Intraductal Papilloma

Originating centrally within major laciferous ducts, intraductal papillomas present as solitary nodules featuring frond-like formations anchoring fibrovascular stalks lined with double layers of epithelium containing luminal columnar cells and basal myoepithelial counterparts.

Associations linking papillary carcinogenesis remain tenuous demanding vigilant scrutiny particularly when nipple discharge accompanies presentation.

Premalignant Conditions

Premalignant conditions denote aberrancies carrying increased susceptibilities towards future carcinomatous transformation requiring rigorous preventative oversight. Noteworthy instances consist of atypical hyperplasia types ranging from usual ductal hyperplasia (UDH) and lobular carcinoma in situ (LCIS) providing essential context pertinent to deciding suitable follow-up plans.

UDH vs LCIS

Distinguishing between typical and atypical ductal hyperplasia primarily depends upon quantitative metrics relating cellular density, arrangement irregularity, nuclear pleomorphism, mitotic frequency, and stratification severity detected exclusively within confined spaces spanning involved terminal ductulo-lobular units (TDLUs).

Comparably, LCIS embodies monomorphic population dispersed diffusely inhabiting entire acini frequently exhibiting discohesion lacking decisive polarization aligned alongside basement membranes.
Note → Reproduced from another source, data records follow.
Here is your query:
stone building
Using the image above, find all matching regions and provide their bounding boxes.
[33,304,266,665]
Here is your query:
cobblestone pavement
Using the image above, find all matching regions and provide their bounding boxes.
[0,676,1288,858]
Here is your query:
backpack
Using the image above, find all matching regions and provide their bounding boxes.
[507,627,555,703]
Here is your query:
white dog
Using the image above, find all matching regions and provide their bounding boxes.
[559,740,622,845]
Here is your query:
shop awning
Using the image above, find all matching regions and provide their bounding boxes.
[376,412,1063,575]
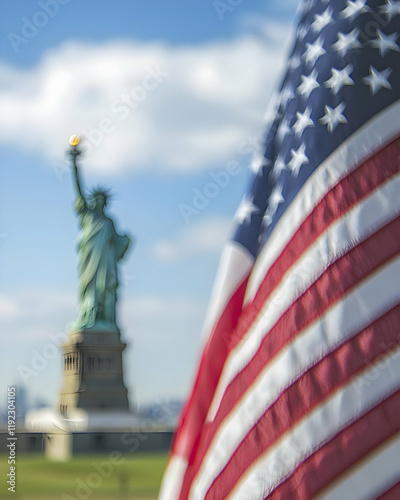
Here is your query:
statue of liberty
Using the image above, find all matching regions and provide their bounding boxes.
[69,136,131,331]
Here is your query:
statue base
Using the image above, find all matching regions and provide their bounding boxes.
[58,325,129,415]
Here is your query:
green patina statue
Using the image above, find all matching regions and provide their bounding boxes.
[69,136,131,331]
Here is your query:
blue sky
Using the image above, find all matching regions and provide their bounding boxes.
[0,0,297,410]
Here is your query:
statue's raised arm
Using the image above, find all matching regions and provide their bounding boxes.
[65,136,131,330]
[68,135,87,212]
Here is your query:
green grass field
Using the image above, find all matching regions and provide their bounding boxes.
[0,453,168,500]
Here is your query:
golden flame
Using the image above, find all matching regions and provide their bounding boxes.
[69,134,81,146]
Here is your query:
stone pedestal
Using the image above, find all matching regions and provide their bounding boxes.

Prognostic ramifications diverge considerably underscoring necessity distinguishing variants predictive adverse sequelae.

Malignancy Characteristics

When confronted with established malignant phenomena, breaching traditional barriers engenders widespread dissemination compelling prompt attention. Salient markers highlighting:

  • invasion incorporate tubule formation,
  • loss of polarity,
  • nuclear pleomorphism,
  • mitotic activity,
  • absence myoepithelial layer,
  • angiolymphatic invasion,
  • hormone receptor profiling indicating endocrine sensitivity.
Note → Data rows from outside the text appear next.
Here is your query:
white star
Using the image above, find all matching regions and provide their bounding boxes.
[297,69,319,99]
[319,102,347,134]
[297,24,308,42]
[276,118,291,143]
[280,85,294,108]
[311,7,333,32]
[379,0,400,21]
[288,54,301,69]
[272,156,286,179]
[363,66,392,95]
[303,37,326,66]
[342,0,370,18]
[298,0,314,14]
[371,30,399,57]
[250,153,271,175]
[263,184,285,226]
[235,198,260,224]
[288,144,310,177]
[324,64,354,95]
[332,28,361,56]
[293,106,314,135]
Employing immunohistochemistry techniques, laboratorians identify differential antigen expressions driving additional molecular assays further clarifying genomic portraits streamlining multidisciplinary treatments.

Invasive Ductal Carcinoma (IDC)

Representing approximately eighty percentages breast malignancies, IDC initiates as single foci originating primary sites situated centrally within large collecting vessels extending exuberantly into adjacent adipocytes disrupting neighboring compartments propagating destructive cascades.

Conclusion

Navigating a breast cancer diagnosis can be distressing, however understanding each step provides comfort and clarity. After initial screening and diagnostic imaging, obtaining a definite answer frequently calls for a biopsy — a minimally invasive technique utilized to collect and analyze cells directly from the suspect mass. Various forms of biopsies cater to different clinical settings, all sharing an ultimate goal of confirmation, grading, staging, and typing the nature of suspected cancer for apt and timely commencement of treatment.

Histologically confirmed diagnoses arm patients and healthcare teams with paramount information influencing treatment trajectories. Identifying luminal A, luminal B, HER2-enriched, triple negative, or even rarer subtypes guides prognosis predictions, counselling discussions, and multi-modality management strategies. Equipped with tumor grade, hormonal receptor status, human epidermal growth factor receptor 2 (HER2)/neu protein overexpression, and Ki-67 labelling index, bespoke care plan designs integrate evidence-based protocols along adjuvant chemo-, radio-, hormonal-, or immuno-therapy interventions targeting residual micrometastasis thereby augmenting overall survival probabilities.